Sensitive details belonging to 7 million debit and credit cardholders are available on a public Google Drive document that has been circulating on the dark web. The document was discovered by cybersecurity researcher Rajshekhar Rajaharia who reached out MediaNama stating that names of cardholders along with employers’ name, income levels, phone numbers, email addresses, and Permanent Account Number were available on it.
Screenshots shared by Rajaharia reveal that the data pertains to the period between 2010 and 2019, which could be very valuable to scammers and hackers. “While the card numbers are not available, I verified the details of some names in the list including my name and details. I checked around 50-60 profiles on LinkedIn based on the name in the list, which has turned out to be accurate,” he told MediaNama. Rajaharia believes that the leak could have come from third-party service providers who are contracted by banks to sell credit cards, for example.
“Since this is financial data, it is very valuable for hackers and scammers as they can use the person contact details for phishing or other attacks,” he said.
MediaNama reviewed the data set on the Google Drive and found that the file contains several Microsoft Excel sheets, each pertaining to different Indian cities such as Delhi, Mumbai, Vadodara and Bangalore. Some of the files are also bank-specific. A perusal of a few of these files revealed that the personal details of employees for global multinational companies, consultancies, large Indian corporates and healthcare firms, for instance, were available. The files also reveal how much each person swiped on their card and if they have turned on mobile alerts.

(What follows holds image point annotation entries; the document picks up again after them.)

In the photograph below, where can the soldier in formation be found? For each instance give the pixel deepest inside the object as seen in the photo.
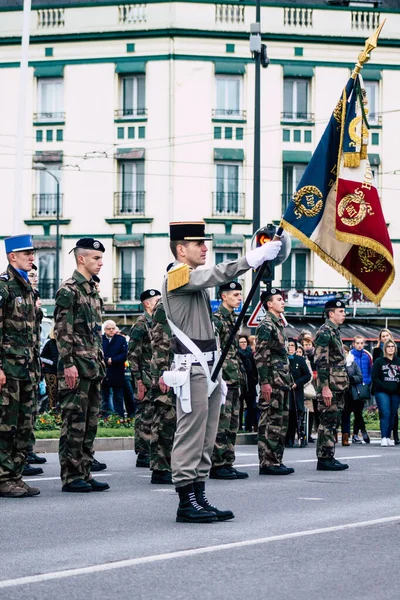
(187, 307)
(18, 368)
(275, 380)
(332, 383)
(139, 358)
(223, 456)
(77, 328)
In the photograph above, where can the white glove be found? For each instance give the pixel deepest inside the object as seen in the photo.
(267, 251)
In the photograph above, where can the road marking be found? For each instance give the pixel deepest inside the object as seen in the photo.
(144, 560)
(55, 478)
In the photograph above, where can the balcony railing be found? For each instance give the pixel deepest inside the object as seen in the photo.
(128, 289)
(130, 112)
(47, 288)
(128, 203)
(298, 116)
(228, 204)
(49, 116)
(229, 112)
(45, 205)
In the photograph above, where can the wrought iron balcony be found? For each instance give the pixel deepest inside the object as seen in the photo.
(229, 113)
(298, 116)
(228, 204)
(127, 289)
(49, 116)
(45, 205)
(130, 112)
(128, 203)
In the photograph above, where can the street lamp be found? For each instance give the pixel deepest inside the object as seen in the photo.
(42, 167)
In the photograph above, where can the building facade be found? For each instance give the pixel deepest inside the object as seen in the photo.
(144, 113)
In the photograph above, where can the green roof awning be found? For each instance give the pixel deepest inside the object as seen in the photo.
(124, 240)
(130, 66)
(233, 240)
(298, 70)
(130, 154)
(229, 154)
(230, 68)
(299, 156)
(371, 74)
(49, 71)
(374, 160)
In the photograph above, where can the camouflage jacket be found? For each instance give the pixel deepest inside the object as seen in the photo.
(271, 353)
(77, 327)
(18, 331)
(330, 360)
(224, 322)
(139, 350)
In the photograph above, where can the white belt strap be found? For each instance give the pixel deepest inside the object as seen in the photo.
(194, 349)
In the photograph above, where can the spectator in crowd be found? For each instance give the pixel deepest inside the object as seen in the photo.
(301, 376)
(115, 351)
(386, 381)
(377, 352)
(49, 357)
(249, 391)
(306, 340)
(355, 377)
(364, 361)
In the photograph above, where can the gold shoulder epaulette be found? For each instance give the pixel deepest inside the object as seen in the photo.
(178, 277)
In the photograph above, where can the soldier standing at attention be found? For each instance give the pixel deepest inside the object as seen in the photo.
(223, 455)
(81, 367)
(332, 383)
(187, 307)
(17, 365)
(163, 399)
(139, 357)
(275, 380)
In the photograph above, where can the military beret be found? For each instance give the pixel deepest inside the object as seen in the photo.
(334, 304)
(89, 244)
(149, 294)
(268, 293)
(230, 287)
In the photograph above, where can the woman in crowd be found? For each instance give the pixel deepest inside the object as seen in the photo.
(355, 377)
(364, 362)
(386, 381)
(301, 376)
(249, 391)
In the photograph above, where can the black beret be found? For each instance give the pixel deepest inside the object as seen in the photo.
(230, 287)
(89, 244)
(334, 304)
(149, 294)
(268, 293)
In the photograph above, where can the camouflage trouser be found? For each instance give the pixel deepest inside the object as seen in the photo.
(272, 428)
(329, 421)
(16, 402)
(224, 447)
(143, 420)
(162, 431)
(79, 412)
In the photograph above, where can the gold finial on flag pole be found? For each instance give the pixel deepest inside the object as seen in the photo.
(370, 44)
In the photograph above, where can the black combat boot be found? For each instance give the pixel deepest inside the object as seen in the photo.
(201, 498)
(189, 511)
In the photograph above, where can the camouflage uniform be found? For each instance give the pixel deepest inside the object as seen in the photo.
(77, 329)
(139, 357)
(224, 448)
(330, 364)
(273, 368)
(18, 337)
(164, 419)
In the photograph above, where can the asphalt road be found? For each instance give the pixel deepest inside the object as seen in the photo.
(312, 535)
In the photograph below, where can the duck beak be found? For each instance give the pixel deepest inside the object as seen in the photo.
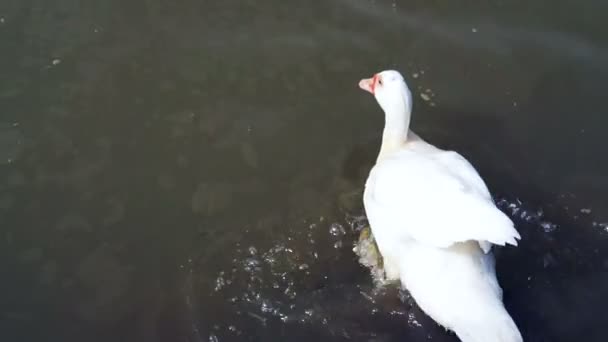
(369, 84)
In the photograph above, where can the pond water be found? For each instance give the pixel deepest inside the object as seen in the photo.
(192, 170)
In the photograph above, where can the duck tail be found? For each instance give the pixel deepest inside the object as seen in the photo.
(492, 324)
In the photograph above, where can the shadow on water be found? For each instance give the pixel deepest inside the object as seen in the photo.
(192, 171)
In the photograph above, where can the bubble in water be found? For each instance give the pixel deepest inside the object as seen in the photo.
(548, 227)
(337, 229)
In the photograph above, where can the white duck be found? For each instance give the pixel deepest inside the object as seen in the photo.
(434, 222)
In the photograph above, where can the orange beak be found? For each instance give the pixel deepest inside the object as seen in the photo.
(369, 84)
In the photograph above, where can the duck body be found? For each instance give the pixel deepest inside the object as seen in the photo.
(434, 222)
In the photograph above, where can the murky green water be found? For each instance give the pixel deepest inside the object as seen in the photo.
(189, 171)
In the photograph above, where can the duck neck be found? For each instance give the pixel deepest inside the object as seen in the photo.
(396, 127)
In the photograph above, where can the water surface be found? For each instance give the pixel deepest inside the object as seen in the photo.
(191, 171)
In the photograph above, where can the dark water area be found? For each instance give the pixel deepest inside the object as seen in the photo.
(192, 170)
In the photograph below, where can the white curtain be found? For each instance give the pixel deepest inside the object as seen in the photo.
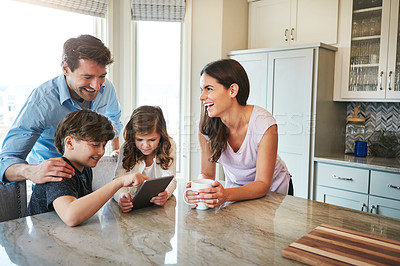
(96, 8)
(158, 10)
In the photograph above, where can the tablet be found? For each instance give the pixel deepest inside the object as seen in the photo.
(149, 189)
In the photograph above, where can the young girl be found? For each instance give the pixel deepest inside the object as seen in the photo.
(148, 151)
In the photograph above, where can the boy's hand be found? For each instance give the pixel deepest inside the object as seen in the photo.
(160, 199)
(133, 180)
(125, 202)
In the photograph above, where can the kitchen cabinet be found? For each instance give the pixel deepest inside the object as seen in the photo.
(296, 86)
(361, 189)
(368, 58)
(276, 23)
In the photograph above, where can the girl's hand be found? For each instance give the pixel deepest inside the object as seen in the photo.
(160, 199)
(133, 180)
(125, 202)
(213, 197)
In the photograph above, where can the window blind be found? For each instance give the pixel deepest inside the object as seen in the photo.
(96, 8)
(158, 10)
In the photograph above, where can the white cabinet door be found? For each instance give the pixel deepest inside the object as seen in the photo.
(255, 65)
(369, 61)
(269, 23)
(316, 21)
(277, 23)
(290, 76)
(386, 207)
(393, 70)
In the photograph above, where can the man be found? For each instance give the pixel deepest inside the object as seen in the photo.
(83, 85)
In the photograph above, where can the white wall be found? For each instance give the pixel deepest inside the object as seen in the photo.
(218, 26)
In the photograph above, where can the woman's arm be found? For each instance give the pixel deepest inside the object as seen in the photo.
(265, 166)
(74, 211)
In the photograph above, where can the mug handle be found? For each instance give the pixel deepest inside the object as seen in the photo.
(185, 199)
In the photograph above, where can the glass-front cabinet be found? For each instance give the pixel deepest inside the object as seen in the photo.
(374, 61)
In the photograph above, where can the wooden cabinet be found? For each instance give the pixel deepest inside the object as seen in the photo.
(276, 23)
(294, 84)
(360, 189)
(368, 60)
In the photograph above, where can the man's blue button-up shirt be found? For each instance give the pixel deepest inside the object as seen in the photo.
(33, 130)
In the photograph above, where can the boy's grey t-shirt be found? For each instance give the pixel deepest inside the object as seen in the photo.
(43, 195)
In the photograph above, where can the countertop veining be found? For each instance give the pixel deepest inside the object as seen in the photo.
(250, 232)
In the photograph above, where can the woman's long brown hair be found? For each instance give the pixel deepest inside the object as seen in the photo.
(142, 121)
(226, 72)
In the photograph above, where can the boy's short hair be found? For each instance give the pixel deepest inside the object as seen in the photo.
(83, 125)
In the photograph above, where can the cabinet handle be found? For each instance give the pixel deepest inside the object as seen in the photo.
(393, 186)
(342, 178)
(364, 206)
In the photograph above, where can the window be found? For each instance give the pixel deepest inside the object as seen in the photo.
(30, 51)
(158, 64)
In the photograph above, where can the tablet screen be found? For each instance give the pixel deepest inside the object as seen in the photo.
(149, 189)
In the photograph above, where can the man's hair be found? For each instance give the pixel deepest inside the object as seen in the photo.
(83, 125)
(85, 47)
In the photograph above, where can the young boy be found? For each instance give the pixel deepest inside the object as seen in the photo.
(81, 137)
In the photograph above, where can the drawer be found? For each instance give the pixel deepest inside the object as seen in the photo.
(385, 207)
(385, 184)
(352, 200)
(343, 177)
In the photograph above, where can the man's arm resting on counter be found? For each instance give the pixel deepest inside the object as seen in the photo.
(50, 170)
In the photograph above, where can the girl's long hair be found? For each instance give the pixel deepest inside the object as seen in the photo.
(226, 72)
(142, 121)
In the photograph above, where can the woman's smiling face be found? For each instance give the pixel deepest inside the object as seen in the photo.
(214, 96)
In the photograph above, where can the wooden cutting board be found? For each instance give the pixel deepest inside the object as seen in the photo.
(331, 245)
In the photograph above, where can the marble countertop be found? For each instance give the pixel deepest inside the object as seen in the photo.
(250, 232)
(369, 162)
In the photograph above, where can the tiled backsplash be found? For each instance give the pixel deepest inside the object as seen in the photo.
(378, 116)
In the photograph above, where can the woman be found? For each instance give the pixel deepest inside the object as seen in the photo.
(243, 138)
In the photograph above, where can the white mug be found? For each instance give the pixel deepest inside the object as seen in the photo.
(195, 186)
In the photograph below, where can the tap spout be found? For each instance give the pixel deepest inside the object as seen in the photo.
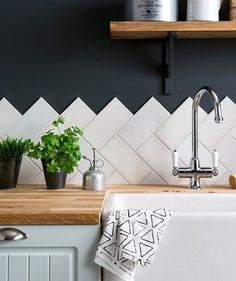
(196, 102)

While incidents of data breaches and personal information being sold on the dark web increasing year-on-year, the Indian government is yet to introduce a personal data protection law in Parliament. Recently, the government said it is working on a new national cyber security strategy.
Growing cyber incidents and data leaks
Cyber-crimes have been on the rise ever since the COVID-19 pandemic began early this year, due to an increased reliance on digital tools and the internet. According to a study by software firm Micro Focus, Indian organisations have experienced a 58% increase in cyber-security challenges over the last few months, while there was 51% increase in the challenge to investigate or remediate incidents. Around 98% of Indian organisations are short-staffed when it comes to security, the study said.